New too Swift but what if instead of using.

we used an optional enum that defaults to .web and you would add something like .file for file path's?

init(_ string: StaticString, .file)

It’s probably out of scope for this but my biggest issue with URL is its strict parsing. The amount of times a feature breaks because suddenly we get a url with spaces that URL refuses to parse it’s not small. While other platforms are fine because their url parsing success :sweat:
I would love to see improvements on this aspect.

Ah.. I didn't know Swift favors String by default. Thank you Becca!

Why do these require Collection instead of Sequence? Also, have you considered requiring C.Element to conform to StringProtocol rather than specifically being a String?

4 Likes

The way I see it, Foundation.URL’s job is to follow the standard exactly. In fact, it should explicitly state that in the documentation.

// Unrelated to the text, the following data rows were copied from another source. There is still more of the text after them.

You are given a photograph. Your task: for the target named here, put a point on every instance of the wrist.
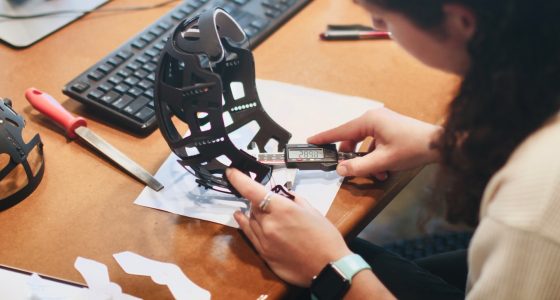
(335, 279)
(433, 153)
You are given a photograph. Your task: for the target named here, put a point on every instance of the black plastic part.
(190, 87)
(12, 143)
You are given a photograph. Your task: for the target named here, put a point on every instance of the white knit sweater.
(515, 251)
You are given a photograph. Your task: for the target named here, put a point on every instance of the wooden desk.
(84, 206)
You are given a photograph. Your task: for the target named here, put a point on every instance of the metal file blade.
(76, 127)
(118, 157)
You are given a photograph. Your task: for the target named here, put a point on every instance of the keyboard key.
(115, 61)
(131, 81)
(271, 13)
(80, 86)
(144, 114)
(122, 88)
(259, 23)
(122, 102)
(159, 46)
(95, 94)
(136, 105)
(134, 66)
(125, 72)
(110, 97)
(105, 86)
(150, 67)
(152, 52)
(96, 75)
(157, 31)
(148, 37)
(143, 59)
(250, 31)
(135, 91)
(116, 79)
(141, 74)
(145, 84)
(164, 25)
(124, 54)
(149, 93)
(187, 9)
(105, 68)
(139, 44)
(178, 15)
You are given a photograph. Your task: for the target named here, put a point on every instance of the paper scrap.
(43, 289)
(303, 112)
(162, 273)
(96, 276)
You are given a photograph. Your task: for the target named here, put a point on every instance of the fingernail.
(342, 170)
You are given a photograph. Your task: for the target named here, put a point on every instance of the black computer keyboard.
(420, 247)
(121, 85)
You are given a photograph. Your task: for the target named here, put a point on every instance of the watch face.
(329, 284)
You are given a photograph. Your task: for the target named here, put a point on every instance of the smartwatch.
(336, 277)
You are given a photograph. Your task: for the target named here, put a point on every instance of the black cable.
(61, 12)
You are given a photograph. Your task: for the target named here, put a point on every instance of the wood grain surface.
(84, 205)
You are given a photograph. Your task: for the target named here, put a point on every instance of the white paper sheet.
(162, 273)
(20, 286)
(96, 276)
(303, 112)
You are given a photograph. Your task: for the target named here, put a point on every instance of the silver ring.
(265, 201)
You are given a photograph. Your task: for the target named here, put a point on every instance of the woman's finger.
(244, 224)
(256, 194)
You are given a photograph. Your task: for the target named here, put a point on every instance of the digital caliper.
(307, 157)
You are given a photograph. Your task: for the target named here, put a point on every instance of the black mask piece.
(21, 164)
(200, 61)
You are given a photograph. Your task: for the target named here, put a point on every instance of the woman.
(499, 145)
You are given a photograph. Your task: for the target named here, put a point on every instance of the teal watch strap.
(350, 265)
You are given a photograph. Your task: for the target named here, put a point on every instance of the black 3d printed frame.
(197, 67)
(12, 144)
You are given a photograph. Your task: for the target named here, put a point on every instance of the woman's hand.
(400, 143)
(293, 238)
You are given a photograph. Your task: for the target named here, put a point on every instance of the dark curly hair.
(511, 89)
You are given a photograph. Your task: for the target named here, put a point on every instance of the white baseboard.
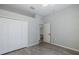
(66, 47)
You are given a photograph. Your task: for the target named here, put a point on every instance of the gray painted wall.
(65, 27)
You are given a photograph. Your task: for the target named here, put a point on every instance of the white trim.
(67, 47)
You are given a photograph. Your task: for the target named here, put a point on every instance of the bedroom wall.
(65, 27)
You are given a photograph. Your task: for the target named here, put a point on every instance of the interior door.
(46, 33)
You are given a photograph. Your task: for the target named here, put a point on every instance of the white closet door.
(13, 35)
(3, 35)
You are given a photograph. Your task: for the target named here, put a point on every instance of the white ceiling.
(33, 9)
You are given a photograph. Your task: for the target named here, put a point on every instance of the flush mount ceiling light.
(44, 5)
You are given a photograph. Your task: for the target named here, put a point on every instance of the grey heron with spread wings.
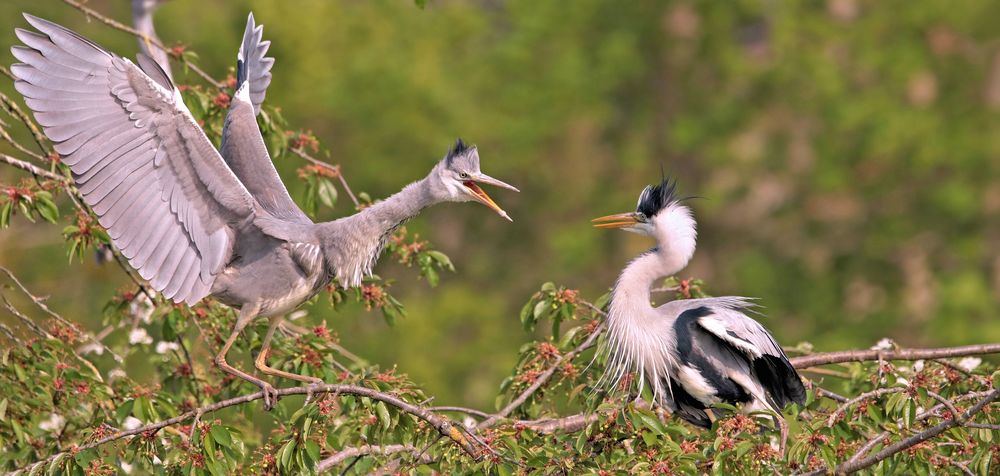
(195, 222)
(694, 353)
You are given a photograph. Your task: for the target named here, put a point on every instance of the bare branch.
(543, 378)
(333, 168)
(386, 450)
(444, 426)
(14, 110)
(154, 41)
(41, 305)
(878, 392)
(467, 411)
(956, 420)
(826, 358)
(142, 20)
(39, 172)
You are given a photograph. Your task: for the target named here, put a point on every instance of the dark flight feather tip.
(657, 197)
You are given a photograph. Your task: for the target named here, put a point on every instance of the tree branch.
(386, 450)
(41, 305)
(878, 392)
(138, 34)
(445, 427)
(827, 358)
(542, 379)
(955, 420)
(37, 171)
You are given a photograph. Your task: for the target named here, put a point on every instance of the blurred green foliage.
(843, 150)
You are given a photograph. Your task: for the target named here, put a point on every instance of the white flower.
(53, 424)
(139, 336)
(163, 347)
(116, 374)
(884, 344)
(92, 348)
(970, 363)
(131, 423)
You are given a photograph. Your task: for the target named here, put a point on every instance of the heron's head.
(658, 214)
(457, 177)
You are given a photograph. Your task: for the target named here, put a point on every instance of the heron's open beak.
(481, 195)
(620, 220)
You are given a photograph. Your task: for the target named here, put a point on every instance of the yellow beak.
(484, 198)
(620, 220)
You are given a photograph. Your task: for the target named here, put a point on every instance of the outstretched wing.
(155, 181)
(242, 144)
(251, 64)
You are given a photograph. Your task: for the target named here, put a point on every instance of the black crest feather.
(458, 149)
(657, 197)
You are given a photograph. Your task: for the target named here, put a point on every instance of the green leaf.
(221, 436)
(286, 454)
(442, 259)
(327, 193)
(46, 208)
(527, 319)
(312, 449)
(383, 415)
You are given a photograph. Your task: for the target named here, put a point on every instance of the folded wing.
(242, 144)
(165, 195)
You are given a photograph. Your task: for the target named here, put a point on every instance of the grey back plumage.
(721, 349)
(140, 161)
(242, 143)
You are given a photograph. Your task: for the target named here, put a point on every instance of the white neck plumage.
(639, 341)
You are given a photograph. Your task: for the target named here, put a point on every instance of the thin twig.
(154, 41)
(13, 109)
(442, 425)
(41, 305)
(826, 358)
(468, 411)
(878, 392)
(386, 450)
(333, 168)
(30, 168)
(542, 379)
(888, 451)
(10, 334)
(920, 417)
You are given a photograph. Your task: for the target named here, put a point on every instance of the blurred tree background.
(842, 149)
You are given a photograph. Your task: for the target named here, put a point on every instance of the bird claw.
(310, 390)
(270, 396)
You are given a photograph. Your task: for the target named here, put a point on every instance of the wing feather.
(166, 196)
(242, 144)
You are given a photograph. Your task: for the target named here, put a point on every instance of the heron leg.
(261, 361)
(783, 427)
(247, 314)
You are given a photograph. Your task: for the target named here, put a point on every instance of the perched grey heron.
(195, 223)
(695, 353)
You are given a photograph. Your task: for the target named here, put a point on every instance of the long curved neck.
(353, 244)
(639, 338)
(632, 290)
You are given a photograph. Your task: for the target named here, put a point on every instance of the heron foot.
(310, 391)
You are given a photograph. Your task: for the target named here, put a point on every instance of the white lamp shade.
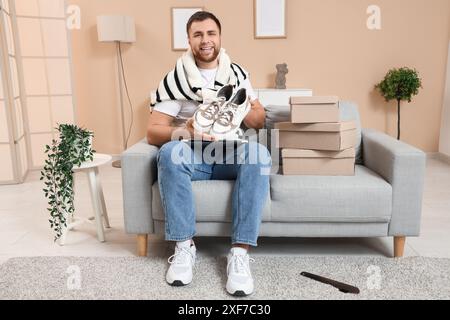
(116, 28)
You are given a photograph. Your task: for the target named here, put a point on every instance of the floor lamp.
(117, 29)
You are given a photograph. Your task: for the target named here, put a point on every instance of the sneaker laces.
(181, 255)
(227, 114)
(240, 265)
(214, 107)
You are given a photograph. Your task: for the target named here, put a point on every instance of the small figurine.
(280, 80)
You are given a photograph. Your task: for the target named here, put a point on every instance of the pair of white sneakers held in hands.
(239, 277)
(221, 117)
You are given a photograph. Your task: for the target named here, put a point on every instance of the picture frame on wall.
(179, 18)
(269, 19)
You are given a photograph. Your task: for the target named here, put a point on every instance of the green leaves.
(400, 84)
(72, 148)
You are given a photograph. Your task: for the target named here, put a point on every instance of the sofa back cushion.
(348, 111)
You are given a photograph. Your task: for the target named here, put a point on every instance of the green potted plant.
(73, 147)
(400, 84)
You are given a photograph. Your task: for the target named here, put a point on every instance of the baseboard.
(439, 156)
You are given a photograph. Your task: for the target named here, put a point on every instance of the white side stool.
(98, 201)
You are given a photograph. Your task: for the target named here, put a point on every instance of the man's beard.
(198, 56)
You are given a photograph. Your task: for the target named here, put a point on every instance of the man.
(179, 95)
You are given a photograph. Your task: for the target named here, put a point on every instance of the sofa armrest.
(139, 172)
(403, 166)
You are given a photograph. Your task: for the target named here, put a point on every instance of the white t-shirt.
(182, 110)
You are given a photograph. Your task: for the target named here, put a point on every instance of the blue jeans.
(180, 163)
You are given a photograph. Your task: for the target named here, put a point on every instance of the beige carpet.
(276, 278)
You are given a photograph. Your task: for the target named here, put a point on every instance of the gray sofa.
(383, 199)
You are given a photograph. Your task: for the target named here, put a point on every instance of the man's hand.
(195, 135)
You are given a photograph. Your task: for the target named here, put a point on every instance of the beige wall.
(444, 142)
(328, 49)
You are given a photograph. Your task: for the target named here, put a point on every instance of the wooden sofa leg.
(399, 246)
(142, 242)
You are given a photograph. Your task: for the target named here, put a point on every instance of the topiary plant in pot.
(73, 147)
(400, 84)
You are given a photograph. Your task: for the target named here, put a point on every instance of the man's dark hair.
(202, 16)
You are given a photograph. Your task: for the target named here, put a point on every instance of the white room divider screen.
(37, 83)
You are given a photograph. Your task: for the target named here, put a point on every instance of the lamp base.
(117, 164)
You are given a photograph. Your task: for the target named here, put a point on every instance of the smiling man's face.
(204, 39)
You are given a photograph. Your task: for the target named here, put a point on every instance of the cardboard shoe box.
(314, 109)
(321, 163)
(317, 136)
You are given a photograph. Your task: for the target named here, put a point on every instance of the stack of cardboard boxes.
(315, 142)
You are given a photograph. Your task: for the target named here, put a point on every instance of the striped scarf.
(186, 83)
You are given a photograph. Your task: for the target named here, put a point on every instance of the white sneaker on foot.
(240, 280)
(181, 264)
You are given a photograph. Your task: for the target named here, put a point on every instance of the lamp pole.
(118, 163)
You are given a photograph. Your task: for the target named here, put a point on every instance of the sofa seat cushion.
(364, 197)
(212, 200)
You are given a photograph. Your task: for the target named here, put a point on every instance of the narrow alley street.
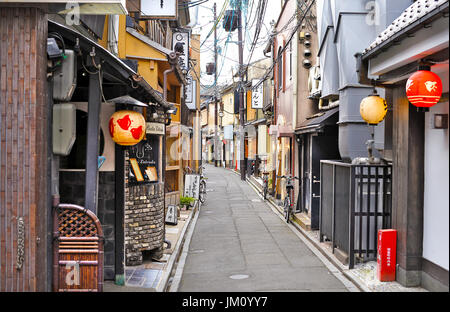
(240, 244)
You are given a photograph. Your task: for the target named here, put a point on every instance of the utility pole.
(241, 94)
(216, 119)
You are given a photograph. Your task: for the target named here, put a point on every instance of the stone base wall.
(144, 221)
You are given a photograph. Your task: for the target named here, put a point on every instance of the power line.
(286, 44)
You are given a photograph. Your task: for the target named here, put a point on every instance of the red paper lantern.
(127, 127)
(424, 88)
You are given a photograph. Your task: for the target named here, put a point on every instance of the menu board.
(143, 161)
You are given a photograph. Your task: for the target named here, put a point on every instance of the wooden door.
(78, 250)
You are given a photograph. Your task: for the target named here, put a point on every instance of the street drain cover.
(197, 251)
(239, 276)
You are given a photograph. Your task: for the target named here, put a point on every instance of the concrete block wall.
(144, 220)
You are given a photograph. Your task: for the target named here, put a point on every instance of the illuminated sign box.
(85, 7)
(159, 9)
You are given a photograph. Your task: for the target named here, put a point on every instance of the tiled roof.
(413, 13)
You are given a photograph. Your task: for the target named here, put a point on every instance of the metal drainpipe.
(172, 61)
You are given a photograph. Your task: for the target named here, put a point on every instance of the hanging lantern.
(373, 109)
(127, 127)
(424, 88)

Anything valid under that standard should be a legal URL, and anything invalid under that standard should not. Further correction, like escaping spaces, should only be used by initializers and methods that explicitly perform it.

If other platforms don’t do that, other platforms are (by that standard) wrong. Any complaints about that should be directed to WHATWG, which Apple is actually a founding member of.

1 Like

Correct. The alternative would be using the existing failable initializer init?(string:).

2 Likes

Would it be possible to apply these changes while simultaneously encouraging that users transition to Swift System, especially if they aren’t relying on resource value caching? I think that’d be the best of both worlds.

1 Like

It seems to me that this update should match what's happening elsewhere in Foundation these days, with a replacement for URLComponents that mimics FormatStrings.

e.g. URL would match up with Date.ParseStrategy in this code, and the format argument would be whatever is the new equivalent of URLComponents. isLenient would take care of the spaces issue mentioned above. (Nothing I can think of would match up with the Date initializer.)

try Date(
  "2022-11-15 @ 7 in the jolly old PM",
  strategy: Date.ParseStrategy(
    format: """
      \(year: .defaultDigits)-\(month: .defaultDigits)-\(day: .defaultDigits)
      @ \(hour: .defaultDigits(clock: .twelveHour, hourCycle: .oneBased))
      in the jolly old \(dayPeriod: .standard(.abbreviated))
      """,
    timeZone: .current,
    isLenient: false
  )
)
2 Likes

The convention is:

  • Swift.assert(_:_:file:line:) is used for serious errors by the programmer
  • Swift.precondition(_:_:file:line:) is used for serious errors by other programmers (as the name implies, mainly violated preconditions)
  • Swift.fatalError(_:file:line:) (and forced unwrapping) is used for serious errors that aren’t the result of programmer error.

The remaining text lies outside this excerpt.